But this is beginning to change, with digital advertising spending through 2017 for the financial industry exceeding $168 billion. Adopting an online strategy is a step in the right direction, but it is fast becoming only a part of what is needed. Customers of service sectors like finance and law now crave an individualised experience to get the right message at the right time. Customers now leave a digital footprint every time they perform a search, click on a website or interact through social media, so marketers are having to use tools to develop strategies through these digital footprints.

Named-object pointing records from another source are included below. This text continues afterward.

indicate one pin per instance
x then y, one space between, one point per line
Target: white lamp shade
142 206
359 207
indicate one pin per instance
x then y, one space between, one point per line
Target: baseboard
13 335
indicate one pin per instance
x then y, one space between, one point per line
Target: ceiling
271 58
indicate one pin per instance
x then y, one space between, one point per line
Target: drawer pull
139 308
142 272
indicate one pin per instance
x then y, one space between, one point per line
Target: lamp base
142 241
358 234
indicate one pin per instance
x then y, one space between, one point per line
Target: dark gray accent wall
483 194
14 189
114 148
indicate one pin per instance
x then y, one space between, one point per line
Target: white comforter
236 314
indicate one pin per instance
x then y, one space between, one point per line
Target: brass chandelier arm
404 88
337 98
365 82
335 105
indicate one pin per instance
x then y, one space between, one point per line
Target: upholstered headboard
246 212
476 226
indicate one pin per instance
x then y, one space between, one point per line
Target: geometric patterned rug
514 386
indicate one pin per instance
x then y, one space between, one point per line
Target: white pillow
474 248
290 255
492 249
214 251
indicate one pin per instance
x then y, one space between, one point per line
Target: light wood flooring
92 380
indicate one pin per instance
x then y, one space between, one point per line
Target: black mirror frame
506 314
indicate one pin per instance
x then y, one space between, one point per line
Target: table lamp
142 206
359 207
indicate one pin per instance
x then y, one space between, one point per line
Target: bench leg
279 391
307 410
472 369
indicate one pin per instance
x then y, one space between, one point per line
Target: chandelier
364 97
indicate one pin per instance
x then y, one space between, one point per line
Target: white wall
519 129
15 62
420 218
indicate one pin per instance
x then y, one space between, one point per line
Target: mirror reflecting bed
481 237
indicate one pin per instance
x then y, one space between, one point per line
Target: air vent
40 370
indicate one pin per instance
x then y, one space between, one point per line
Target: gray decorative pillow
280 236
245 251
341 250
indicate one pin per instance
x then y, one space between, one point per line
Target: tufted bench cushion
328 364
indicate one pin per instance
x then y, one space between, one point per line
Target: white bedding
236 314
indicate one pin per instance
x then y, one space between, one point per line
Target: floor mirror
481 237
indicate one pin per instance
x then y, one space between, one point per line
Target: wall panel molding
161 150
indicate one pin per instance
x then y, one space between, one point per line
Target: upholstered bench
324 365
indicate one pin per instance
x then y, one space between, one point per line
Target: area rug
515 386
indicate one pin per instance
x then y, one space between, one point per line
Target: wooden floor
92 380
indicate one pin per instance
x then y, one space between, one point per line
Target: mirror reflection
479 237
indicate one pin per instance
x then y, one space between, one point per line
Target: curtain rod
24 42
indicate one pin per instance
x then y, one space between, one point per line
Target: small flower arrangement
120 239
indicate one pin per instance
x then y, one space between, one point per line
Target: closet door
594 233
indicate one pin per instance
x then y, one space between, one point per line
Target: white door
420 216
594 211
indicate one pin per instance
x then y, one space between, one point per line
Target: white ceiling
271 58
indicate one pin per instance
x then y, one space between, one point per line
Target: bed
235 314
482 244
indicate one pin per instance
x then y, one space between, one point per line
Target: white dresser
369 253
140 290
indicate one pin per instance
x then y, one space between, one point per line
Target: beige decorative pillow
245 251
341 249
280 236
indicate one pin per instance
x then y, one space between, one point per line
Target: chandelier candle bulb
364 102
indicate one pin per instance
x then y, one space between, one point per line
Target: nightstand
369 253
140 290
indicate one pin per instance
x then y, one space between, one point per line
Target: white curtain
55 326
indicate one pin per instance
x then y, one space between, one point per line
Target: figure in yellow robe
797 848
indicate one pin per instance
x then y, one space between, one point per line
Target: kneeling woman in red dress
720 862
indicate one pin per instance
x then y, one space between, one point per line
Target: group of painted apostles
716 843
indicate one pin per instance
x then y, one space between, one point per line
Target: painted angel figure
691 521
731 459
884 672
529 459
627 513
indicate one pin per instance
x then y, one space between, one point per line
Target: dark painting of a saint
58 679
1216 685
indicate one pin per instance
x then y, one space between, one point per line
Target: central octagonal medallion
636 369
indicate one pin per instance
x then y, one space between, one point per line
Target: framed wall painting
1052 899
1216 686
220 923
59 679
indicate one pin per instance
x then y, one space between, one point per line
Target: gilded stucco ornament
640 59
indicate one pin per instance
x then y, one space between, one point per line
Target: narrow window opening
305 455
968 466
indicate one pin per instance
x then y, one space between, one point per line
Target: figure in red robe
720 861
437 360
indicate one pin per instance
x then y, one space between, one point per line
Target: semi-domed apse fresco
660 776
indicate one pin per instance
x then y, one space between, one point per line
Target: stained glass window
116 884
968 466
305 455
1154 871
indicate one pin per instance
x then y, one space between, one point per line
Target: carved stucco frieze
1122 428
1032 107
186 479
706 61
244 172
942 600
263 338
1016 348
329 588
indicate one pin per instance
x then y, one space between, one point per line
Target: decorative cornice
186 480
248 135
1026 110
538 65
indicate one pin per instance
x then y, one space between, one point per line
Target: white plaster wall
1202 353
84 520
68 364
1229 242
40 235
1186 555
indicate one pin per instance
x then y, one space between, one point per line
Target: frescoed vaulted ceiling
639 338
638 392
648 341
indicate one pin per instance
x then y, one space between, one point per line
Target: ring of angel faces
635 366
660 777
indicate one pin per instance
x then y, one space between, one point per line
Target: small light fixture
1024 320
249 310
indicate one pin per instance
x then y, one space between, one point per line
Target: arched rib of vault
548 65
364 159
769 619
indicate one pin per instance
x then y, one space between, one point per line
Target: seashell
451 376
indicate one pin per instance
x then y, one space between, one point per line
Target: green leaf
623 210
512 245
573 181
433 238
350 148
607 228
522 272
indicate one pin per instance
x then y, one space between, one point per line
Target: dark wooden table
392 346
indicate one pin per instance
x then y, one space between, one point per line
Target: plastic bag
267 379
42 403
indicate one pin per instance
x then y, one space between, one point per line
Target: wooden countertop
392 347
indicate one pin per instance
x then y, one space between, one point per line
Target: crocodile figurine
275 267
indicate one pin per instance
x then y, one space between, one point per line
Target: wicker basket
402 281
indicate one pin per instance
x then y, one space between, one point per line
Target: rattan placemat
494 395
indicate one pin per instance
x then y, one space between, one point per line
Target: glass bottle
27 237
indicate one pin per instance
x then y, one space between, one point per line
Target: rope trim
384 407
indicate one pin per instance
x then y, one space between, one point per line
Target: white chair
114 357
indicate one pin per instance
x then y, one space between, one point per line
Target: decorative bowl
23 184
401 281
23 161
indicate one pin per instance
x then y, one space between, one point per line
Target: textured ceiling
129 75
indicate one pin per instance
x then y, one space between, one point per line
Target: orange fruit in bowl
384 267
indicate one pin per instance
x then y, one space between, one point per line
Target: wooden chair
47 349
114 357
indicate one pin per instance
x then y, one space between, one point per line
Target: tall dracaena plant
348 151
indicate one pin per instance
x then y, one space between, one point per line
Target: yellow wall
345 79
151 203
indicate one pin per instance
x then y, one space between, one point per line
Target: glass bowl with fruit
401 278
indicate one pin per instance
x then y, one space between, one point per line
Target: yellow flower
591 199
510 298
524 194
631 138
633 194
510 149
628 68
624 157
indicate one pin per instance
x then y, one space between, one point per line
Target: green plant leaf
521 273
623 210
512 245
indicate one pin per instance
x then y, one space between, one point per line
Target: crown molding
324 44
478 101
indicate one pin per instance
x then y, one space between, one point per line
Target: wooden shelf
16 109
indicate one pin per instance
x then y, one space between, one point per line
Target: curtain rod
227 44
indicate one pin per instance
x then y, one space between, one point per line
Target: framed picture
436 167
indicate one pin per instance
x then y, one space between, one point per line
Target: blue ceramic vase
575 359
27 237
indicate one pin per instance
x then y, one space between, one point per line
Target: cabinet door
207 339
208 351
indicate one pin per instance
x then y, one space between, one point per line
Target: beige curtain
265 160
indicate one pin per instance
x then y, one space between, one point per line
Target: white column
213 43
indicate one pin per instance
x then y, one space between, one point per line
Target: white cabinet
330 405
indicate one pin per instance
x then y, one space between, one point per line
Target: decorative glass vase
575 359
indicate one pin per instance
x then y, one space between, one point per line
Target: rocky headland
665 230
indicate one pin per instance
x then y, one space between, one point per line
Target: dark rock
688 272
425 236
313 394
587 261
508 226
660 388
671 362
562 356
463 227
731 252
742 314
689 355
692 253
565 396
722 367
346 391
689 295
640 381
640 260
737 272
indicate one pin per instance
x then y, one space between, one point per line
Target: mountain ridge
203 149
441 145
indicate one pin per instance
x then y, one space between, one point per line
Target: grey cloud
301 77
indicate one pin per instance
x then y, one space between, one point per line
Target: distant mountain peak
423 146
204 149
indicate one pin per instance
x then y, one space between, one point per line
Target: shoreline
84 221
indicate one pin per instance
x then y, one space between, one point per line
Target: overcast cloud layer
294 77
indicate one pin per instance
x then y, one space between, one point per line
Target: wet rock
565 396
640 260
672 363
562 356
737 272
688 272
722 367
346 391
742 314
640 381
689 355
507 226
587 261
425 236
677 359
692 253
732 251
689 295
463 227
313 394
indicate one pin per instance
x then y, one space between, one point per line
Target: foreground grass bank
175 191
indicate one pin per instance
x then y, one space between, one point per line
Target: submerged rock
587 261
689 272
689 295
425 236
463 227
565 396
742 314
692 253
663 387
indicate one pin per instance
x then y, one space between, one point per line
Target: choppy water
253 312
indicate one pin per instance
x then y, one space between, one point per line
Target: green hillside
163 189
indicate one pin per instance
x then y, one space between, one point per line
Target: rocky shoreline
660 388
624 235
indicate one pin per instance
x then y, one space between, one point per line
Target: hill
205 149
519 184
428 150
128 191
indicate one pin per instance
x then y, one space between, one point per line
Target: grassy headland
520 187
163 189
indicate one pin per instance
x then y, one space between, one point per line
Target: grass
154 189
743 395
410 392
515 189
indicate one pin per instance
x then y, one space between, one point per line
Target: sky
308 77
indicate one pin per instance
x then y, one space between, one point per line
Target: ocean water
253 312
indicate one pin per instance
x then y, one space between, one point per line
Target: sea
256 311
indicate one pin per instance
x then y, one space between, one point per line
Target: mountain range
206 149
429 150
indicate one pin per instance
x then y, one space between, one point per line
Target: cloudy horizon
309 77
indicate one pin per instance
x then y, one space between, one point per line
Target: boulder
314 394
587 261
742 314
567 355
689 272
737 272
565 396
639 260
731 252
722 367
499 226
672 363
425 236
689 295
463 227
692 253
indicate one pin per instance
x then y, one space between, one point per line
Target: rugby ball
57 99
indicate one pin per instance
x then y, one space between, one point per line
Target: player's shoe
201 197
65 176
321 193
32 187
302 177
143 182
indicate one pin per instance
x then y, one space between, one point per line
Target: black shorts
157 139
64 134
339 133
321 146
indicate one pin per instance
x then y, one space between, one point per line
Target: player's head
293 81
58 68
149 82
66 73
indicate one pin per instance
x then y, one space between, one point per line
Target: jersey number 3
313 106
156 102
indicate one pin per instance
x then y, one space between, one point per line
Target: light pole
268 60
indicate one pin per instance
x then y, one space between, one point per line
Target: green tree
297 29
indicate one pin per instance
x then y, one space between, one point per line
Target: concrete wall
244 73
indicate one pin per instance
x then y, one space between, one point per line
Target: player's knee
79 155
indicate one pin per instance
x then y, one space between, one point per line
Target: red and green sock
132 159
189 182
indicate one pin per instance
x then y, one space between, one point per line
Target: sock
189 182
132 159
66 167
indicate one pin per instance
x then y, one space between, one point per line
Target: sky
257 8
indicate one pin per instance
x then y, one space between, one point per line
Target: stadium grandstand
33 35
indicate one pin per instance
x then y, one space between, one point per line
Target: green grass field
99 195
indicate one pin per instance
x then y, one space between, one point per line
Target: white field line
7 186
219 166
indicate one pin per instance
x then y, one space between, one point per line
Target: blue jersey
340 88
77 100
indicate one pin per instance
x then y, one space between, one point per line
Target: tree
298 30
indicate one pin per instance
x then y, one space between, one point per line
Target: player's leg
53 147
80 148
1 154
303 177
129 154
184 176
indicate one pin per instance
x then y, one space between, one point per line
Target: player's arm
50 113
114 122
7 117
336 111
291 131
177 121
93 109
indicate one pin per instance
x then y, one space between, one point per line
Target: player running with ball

The most powerful tool at a marketer’s disposal, which incorporates other tools like CRM software, automation, email and analytics software, is the landing page.
What is a ‘landing page’?
A campaign landing page is a web page designed purely for conversion. It deploys persuasive techniques like social proof, rarity and benefit-oriented copy to convince a visitor to engage with a very specific action. These specific actions vary, but could be to sign up for an email list, register to take part in a webinar, or download something.
Using landing pages
The vast majority of marketers will tell you their primary goal for content creation is to generate leads, so landing pages which feature lead-gen forms are not to be overlooked. They can be used to drive actions with every content marketing strategy businesses in the services industry use, including:
Blog posts
You can use a call-to-action at the end of a blog post to direct readers to a landing page whereby they can claim some content that relates to what they have been reading.
e-Newsletters
A landing page designed to capture email addresses will explain why users should leave their email (to receive updates, etc.) Can you offer valuable investment tips? Can you teach good money management?
Social media content
Both organic and paid social media techniques can be employed to drive traffic to a landing page offering content that the visitor will want.
Videos
A video on your landing page can boost lead generation through gates, pop-out calls-to-action and YouTube annotations. Or your video can explain your service in a visual way.
Webinars
Webinars have become an effective way to engage online audiences, and you can use a landing page to get visitors to register.
Events
An event landing page will describe what a customer can learn at your conference, for example, and you could name-drop any noteworthy guests or authorities involved.
A landing page doesn’t necessarily have to promote content. You could also use a landing page to offer services such as:
Offering a quote
Opening an account
Submitting an application
Personalisation is emerging as a key component of successful marketing and with well-constructed landing pages you can reach the right people at the right time. The only way to determine how to put that message across is through an ongoing testing process. You can test short- and long-form approaches, embedded videos or infographics, clickthrough pages or lead-capturing ones…
Test an approach, then optimise based on the results before re-testing. Just don’t ignore the importance of landing pages for marketing in the financial and legal services sectors – digital marketing is absolutely essential, and landing pages are a key component of that.